[Date Prev][Date Next][Thread Prev][Thread Next][Date Index][Thread Index]
Re: Inputting mixed SC/TC (Re: [idn] A question...)
> http://www.iis.sinica.edu.tw/~wuch/idn/examples/mixinput.htm gives a
> very visually powerful demonstration of the problem the working group
> has debated over these many months, and I have no doubt that is useful
> for many members of the working group to see some of the character
> mixtures rather than hear them described.
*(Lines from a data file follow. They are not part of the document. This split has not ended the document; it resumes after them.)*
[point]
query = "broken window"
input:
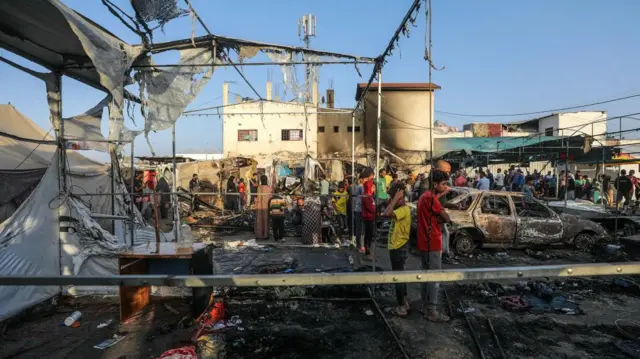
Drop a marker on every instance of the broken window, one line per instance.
(461, 202)
(248, 135)
(291, 135)
(529, 207)
(498, 205)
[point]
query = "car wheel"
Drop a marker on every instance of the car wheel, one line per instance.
(464, 244)
(584, 241)
(629, 229)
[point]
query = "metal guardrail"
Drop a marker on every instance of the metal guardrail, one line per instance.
(302, 279)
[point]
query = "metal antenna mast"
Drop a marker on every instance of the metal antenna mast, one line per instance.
(307, 30)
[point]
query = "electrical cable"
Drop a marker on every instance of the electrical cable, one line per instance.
(539, 112)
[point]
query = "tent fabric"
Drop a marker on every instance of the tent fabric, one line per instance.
(37, 30)
(49, 235)
(84, 129)
(23, 155)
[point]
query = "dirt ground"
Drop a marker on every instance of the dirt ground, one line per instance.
(572, 318)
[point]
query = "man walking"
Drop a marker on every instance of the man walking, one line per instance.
(430, 214)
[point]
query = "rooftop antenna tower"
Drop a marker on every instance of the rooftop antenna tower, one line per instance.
(307, 30)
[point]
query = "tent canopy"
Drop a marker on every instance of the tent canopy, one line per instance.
(37, 31)
(25, 155)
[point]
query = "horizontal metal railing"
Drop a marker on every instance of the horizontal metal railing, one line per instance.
(352, 278)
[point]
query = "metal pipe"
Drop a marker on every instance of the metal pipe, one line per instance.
(348, 278)
(174, 197)
(132, 198)
(377, 173)
(495, 337)
(353, 178)
(386, 322)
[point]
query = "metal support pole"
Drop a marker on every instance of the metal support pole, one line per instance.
(113, 190)
(56, 103)
(377, 173)
(353, 176)
(566, 174)
(174, 197)
(133, 198)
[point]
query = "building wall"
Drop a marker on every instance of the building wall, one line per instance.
(275, 117)
(572, 119)
(331, 141)
(405, 120)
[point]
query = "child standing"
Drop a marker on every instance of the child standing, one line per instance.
(368, 212)
(276, 212)
(398, 245)
(340, 206)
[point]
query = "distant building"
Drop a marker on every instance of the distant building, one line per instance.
(407, 116)
(201, 156)
(258, 128)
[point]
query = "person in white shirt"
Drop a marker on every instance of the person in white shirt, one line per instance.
(499, 179)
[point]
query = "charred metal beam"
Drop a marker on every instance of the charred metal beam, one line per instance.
(354, 278)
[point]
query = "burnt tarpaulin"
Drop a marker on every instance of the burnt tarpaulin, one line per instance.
(111, 57)
(83, 131)
(166, 93)
(160, 11)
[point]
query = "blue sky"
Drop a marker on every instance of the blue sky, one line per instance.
(500, 56)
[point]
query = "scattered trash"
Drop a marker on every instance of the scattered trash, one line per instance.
(467, 310)
(219, 325)
(514, 302)
(72, 318)
(544, 290)
(105, 324)
(109, 342)
(234, 321)
(188, 352)
(612, 248)
(170, 308)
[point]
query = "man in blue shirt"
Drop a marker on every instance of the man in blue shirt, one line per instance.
(483, 182)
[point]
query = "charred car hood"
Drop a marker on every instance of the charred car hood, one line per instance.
(573, 225)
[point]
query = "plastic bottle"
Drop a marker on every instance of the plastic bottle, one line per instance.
(72, 318)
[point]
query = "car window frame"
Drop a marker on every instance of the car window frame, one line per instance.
(500, 195)
(552, 213)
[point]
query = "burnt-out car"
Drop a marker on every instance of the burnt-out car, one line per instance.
(499, 219)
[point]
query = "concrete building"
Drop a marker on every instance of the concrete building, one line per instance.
(259, 128)
(336, 130)
(583, 123)
(407, 115)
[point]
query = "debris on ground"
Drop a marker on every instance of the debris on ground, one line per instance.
(109, 342)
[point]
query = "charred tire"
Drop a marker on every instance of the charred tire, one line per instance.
(464, 243)
(584, 241)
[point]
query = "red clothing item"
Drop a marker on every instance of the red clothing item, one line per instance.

Thank you for your efforts.
Lest those on this list unfamiliar with Chinese be overly impressed
with the "powerful" demonstration posted on that site, the
islam.gif (2nd example) is *not* a valid representation of the
distinctions in characters in question.
The first character shown in all 8 lines is the glyph for U+6DF8
and *not* the glyph for U+6E05.
The second character shown in all 8 lines is the glyph for U+771E
and *not* the glyph for U+771F.
The third character shown in all 8 lines is the glyph for U+654E
and *not* the glyph for U+6559.
So if told to type *exactly* what is shown in each line, the right
answer in all 8 cases would be the same Unicode string:
U+6DF8 U+771E U+654E.
There *are* minute glyph distinctions here in the example, so it is
clear that the font used to display these has a different glyph
for each code position, but the font designer has *chosen* to
make each pair look almost identical, rather than to reflect the
glyph distinctions which underlay the separate character encoding.
Presumably this is to meet some Taiwan-specific market
requirements for font design. But the net effect is to artificially
exaggerate the problem being complained about by those objecting
to the IDNA handling of Chinese characters.
To then advertise these examples as making the problem clear to
those on this list who may be less than conversant with the
Chinese variant problems I consider to verge on misleading.
Those who wish to get an accurate depiction of the differences
between the 3 pairs of characters in question should consult the
standards themselves: ISO/IEC 10646-1:2000 or the online charts
for the Unicode Standard:
(* O.k., I'll sit back down now. *)